Deux exemples : les négociations sur l’accord de confirmation avec le FMI se déroulent également en Égypte et au Maroc à la même vitesse, avec les mêmes arguments, les mêmes réformes (suppression caisse de compensation, maîtrise salariale etc.) et selon les mêmes modalités [12] (Maroc [13] et Égypte [14]).
Empêcher les révolutions arabes de remettre en cause le paradigme économique libéral imposé depuis les années 80 par la Banque mondiale et le FMI, à l’origine de leur appauvrissement, tel est l’un des objectifs du partenariat de Deauville.
Conclusion
Le cœur du problème consiste en la vulnérabilité trop importante de la Tunisie aux chocs exogènes et sa dépendance aux marchés mondiaux. Or, les réformes proposées ne remettent pas en cause les carences structurelles de l’économie du pays à l’origine de cette impasse.
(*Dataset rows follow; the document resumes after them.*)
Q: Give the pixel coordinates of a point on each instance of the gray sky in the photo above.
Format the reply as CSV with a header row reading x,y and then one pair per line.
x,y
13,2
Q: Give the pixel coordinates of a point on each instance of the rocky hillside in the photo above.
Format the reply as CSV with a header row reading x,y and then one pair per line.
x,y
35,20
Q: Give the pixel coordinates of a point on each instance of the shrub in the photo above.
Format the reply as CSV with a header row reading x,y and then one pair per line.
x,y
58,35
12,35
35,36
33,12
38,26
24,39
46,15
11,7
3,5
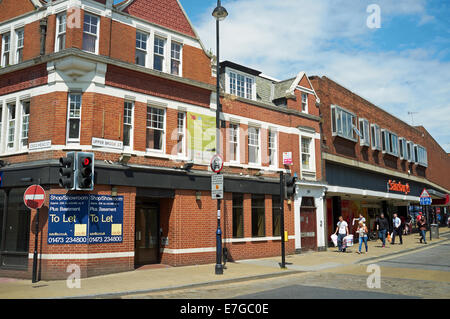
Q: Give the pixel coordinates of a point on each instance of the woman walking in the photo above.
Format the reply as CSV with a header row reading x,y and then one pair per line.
x,y
362,231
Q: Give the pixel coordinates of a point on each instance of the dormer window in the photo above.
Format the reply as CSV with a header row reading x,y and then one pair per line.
x,y
241,85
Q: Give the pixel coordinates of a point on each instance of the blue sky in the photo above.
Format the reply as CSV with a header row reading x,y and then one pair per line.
x,y
402,67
Au contraire, elles ne font que les approfondir.
De plus, elles ne permettront pas d’augmenter les recettes au vu de la réforme fiscale prévue, mais de contraindre le gouvernement à recourir encore plus à l’emprunt ce qui sera suicidaire pour le pays. Derrière l’empressement de ces réformes structurelles durant la transition et le discours alarmiste sur le déficit budgétaire, vous l’avez compris, se cache un programme sans précédent de démantèlement de l’État, des secteurs publics et de privatisation. Le déficit actuel peut être réduit par une restructuration de la dette et une véritable réforme fiscale juste et équitable qui augmenterait réellement les recettes.